NASA has taken the rare step of canceling a manned mission to the ISS. An undisclosed medical issue involving an unnamed crew member has prompted NASA to bring SapceX’s Crew-11 home in the coming days, the agency announced at a news conference Thursday.
The decision followed Wednesday’s news that NASA had canceled a spacewalk scheduled to take place early Thursday due to “a medical situation aboard the International Space Station involving a single crew member who is stable.”
Jared Isaacman, NASA’s new chief, said at the news conference that he made the decision to bring the crew home early, describing the problem as a “serious medical condition.”
The spacewalk was to be carried out by NASA astronauts Mike Fincke and Zena Cardman.
Crew-11, consisting of Fincke, Cardman, Japan’s Kimiya Yui and Russia’s Oleg Platonov, reached orbit in August 2025 and was scheduled to return to Earth at the end of February.
While astronaut missions have sometimes taken longer than expected or been shortened due to technical problems, Crew-11’s rescheduling marks the first time in NASA history that an astronaut mission has been aborted under such circumstances.

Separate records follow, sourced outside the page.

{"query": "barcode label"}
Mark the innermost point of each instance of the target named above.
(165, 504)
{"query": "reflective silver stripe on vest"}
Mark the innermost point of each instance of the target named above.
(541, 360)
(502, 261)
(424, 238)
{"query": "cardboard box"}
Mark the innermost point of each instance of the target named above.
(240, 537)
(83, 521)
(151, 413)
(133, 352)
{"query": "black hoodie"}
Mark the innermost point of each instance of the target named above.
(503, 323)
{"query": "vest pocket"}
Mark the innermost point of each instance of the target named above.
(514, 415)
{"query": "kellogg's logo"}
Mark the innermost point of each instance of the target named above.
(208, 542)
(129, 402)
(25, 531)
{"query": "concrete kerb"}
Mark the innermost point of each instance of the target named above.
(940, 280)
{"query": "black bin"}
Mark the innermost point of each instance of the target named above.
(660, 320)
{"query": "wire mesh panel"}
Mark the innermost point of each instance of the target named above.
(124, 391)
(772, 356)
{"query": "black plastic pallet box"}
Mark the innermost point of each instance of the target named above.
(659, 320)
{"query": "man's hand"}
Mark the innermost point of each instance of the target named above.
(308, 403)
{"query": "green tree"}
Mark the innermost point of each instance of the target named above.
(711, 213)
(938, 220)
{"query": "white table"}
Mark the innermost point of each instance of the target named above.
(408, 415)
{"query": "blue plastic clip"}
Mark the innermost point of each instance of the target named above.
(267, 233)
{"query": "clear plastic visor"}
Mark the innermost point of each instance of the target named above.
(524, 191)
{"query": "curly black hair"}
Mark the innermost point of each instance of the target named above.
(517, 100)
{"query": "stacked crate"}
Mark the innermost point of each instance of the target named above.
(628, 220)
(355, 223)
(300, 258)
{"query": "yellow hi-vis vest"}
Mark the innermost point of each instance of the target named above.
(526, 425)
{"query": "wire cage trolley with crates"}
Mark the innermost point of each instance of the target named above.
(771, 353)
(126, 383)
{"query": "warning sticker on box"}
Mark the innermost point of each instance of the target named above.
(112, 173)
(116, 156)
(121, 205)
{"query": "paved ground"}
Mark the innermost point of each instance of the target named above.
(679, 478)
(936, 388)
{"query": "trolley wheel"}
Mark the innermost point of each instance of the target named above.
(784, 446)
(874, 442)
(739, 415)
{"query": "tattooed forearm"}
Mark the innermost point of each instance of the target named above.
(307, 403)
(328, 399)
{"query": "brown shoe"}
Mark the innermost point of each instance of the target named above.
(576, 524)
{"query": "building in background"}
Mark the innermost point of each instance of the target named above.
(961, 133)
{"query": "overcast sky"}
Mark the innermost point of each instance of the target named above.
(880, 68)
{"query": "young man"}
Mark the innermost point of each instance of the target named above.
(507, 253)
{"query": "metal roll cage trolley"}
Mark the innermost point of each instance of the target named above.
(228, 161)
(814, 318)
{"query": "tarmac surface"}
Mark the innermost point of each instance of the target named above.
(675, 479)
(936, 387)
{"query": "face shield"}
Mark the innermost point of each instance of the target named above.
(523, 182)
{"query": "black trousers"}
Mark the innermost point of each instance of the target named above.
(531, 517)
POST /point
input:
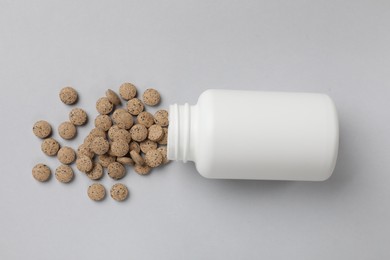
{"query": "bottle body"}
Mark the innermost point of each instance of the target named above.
(232, 134)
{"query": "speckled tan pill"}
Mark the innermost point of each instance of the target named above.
(153, 158)
(96, 192)
(137, 158)
(106, 159)
(68, 95)
(41, 172)
(156, 133)
(127, 91)
(104, 106)
(100, 146)
(42, 129)
(151, 97)
(135, 106)
(119, 148)
(67, 130)
(66, 155)
(78, 116)
(119, 192)
(113, 97)
(147, 145)
(142, 169)
(122, 119)
(161, 117)
(50, 146)
(84, 164)
(96, 173)
(145, 118)
(64, 173)
(103, 122)
(139, 132)
(116, 170)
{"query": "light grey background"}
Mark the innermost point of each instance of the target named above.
(183, 48)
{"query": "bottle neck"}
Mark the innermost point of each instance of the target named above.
(182, 132)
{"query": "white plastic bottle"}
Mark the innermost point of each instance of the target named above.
(232, 134)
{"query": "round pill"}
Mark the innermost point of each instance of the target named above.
(116, 170)
(96, 173)
(122, 119)
(66, 155)
(42, 129)
(96, 192)
(64, 173)
(68, 95)
(153, 158)
(138, 132)
(84, 164)
(104, 106)
(67, 130)
(41, 172)
(50, 146)
(119, 192)
(135, 106)
(156, 133)
(145, 118)
(78, 116)
(127, 91)
(161, 118)
(103, 122)
(100, 146)
(151, 97)
(113, 97)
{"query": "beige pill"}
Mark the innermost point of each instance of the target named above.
(151, 97)
(137, 158)
(104, 106)
(127, 91)
(84, 164)
(142, 169)
(161, 118)
(122, 119)
(66, 155)
(96, 173)
(64, 173)
(148, 145)
(135, 106)
(145, 118)
(67, 130)
(103, 122)
(96, 192)
(119, 148)
(50, 146)
(42, 129)
(153, 158)
(106, 159)
(78, 116)
(99, 146)
(68, 95)
(156, 133)
(113, 97)
(41, 172)
(119, 192)
(116, 170)
(138, 132)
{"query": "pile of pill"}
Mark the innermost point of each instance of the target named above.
(122, 137)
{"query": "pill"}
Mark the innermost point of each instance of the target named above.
(68, 95)
(50, 146)
(41, 172)
(64, 173)
(96, 192)
(42, 129)
(119, 192)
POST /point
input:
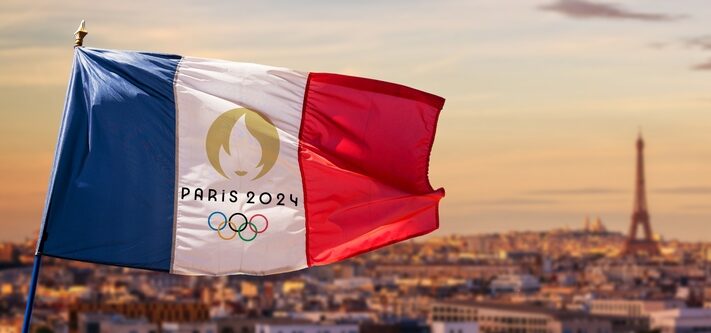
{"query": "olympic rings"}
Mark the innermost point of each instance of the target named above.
(240, 228)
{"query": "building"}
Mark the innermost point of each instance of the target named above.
(153, 312)
(454, 327)
(306, 328)
(242, 324)
(630, 315)
(682, 321)
(11, 324)
(519, 318)
(520, 283)
(197, 327)
(103, 323)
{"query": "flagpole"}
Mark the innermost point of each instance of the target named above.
(31, 293)
(78, 42)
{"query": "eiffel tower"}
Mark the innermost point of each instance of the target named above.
(640, 216)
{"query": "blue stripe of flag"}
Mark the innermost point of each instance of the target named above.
(111, 199)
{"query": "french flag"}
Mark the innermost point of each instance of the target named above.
(207, 167)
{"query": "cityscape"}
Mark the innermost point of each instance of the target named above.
(583, 279)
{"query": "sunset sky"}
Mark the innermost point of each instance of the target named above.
(544, 97)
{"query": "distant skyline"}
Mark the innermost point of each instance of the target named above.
(544, 97)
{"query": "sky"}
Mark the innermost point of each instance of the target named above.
(545, 98)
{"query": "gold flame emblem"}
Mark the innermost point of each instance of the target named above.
(258, 125)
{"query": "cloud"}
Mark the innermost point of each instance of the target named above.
(702, 190)
(582, 9)
(576, 191)
(699, 42)
(514, 202)
(704, 66)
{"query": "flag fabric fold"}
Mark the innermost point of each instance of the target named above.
(207, 167)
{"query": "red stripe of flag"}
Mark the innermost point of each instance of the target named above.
(364, 154)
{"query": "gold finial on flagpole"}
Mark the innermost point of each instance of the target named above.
(80, 33)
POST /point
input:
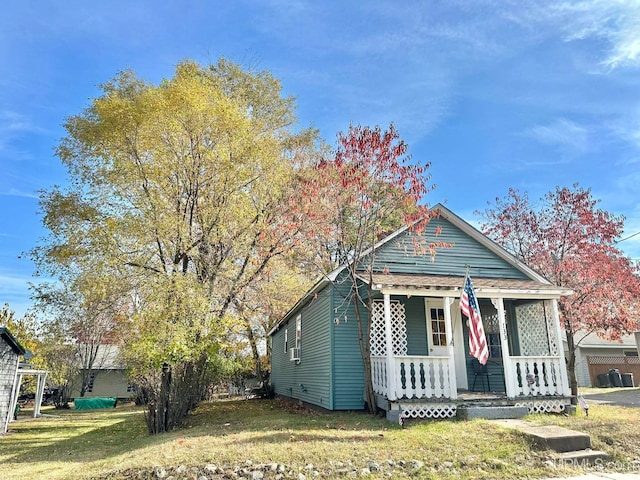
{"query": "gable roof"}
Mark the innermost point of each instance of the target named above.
(11, 341)
(537, 285)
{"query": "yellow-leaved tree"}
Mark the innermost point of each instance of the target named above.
(180, 191)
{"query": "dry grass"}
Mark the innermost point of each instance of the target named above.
(114, 444)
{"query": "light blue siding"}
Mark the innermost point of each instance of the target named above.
(348, 366)
(399, 255)
(310, 379)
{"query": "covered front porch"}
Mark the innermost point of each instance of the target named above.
(419, 347)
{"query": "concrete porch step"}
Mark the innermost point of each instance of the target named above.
(557, 438)
(572, 447)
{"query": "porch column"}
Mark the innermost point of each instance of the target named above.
(509, 376)
(391, 374)
(13, 399)
(563, 364)
(453, 389)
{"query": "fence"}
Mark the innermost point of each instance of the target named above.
(601, 364)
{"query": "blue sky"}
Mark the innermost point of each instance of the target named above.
(496, 94)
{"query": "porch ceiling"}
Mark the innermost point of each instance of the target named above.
(430, 285)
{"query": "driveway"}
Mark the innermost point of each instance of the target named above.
(626, 397)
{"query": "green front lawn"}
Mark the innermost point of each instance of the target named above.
(240, 434)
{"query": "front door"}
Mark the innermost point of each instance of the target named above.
(436, 327)
(436, 331)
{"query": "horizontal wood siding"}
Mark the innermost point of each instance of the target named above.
(348, 367)
(398, 255)
(310, 379)
(416, 325)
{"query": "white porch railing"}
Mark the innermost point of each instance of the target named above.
(414, 377)
(535, 376)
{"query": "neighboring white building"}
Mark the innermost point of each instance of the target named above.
(10, 351)
(595, 356)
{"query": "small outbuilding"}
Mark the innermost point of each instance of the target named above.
(10, 352)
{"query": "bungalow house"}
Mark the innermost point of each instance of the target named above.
(10, 351)
(421, 367)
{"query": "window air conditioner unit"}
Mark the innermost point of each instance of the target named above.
(294, 354)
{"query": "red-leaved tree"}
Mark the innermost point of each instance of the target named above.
(367, 190)
(572, 243)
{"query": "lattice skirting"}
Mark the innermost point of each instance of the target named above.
(439, 410)
(544, 406)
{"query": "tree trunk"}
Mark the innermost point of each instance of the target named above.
(254, 351)
(162, 412)
(571, 366)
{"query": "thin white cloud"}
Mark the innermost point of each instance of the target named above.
(615, 22)
(563, 134)
(13, 124)
(14, 192)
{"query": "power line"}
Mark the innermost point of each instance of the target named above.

At the press conference on Thursday, Dr. James Polk, NASA’s chief health and medical officer, said that while ISS astronauts have access to “a very robust suite of medical hardware… we don’t have the full set of hardware that I would have in the emergency room to do things like examine a patient.”
Polk added, “In this particular incident, we want to complete this workup, and the best way to complete this workup is on site.”
With the Crew 11 astronauts’ early departure, Chris Williams will be the only NASA astronaut aboard the orbital outpost. Williams arrived at the ISS in a Russian Soyuz capsule a little over a month ago with cosmonauts Sergey Kud-Sverchkov and Sergei Mikayev. Four more astronauts will join SpaceX’s Crew-12 in mid-February.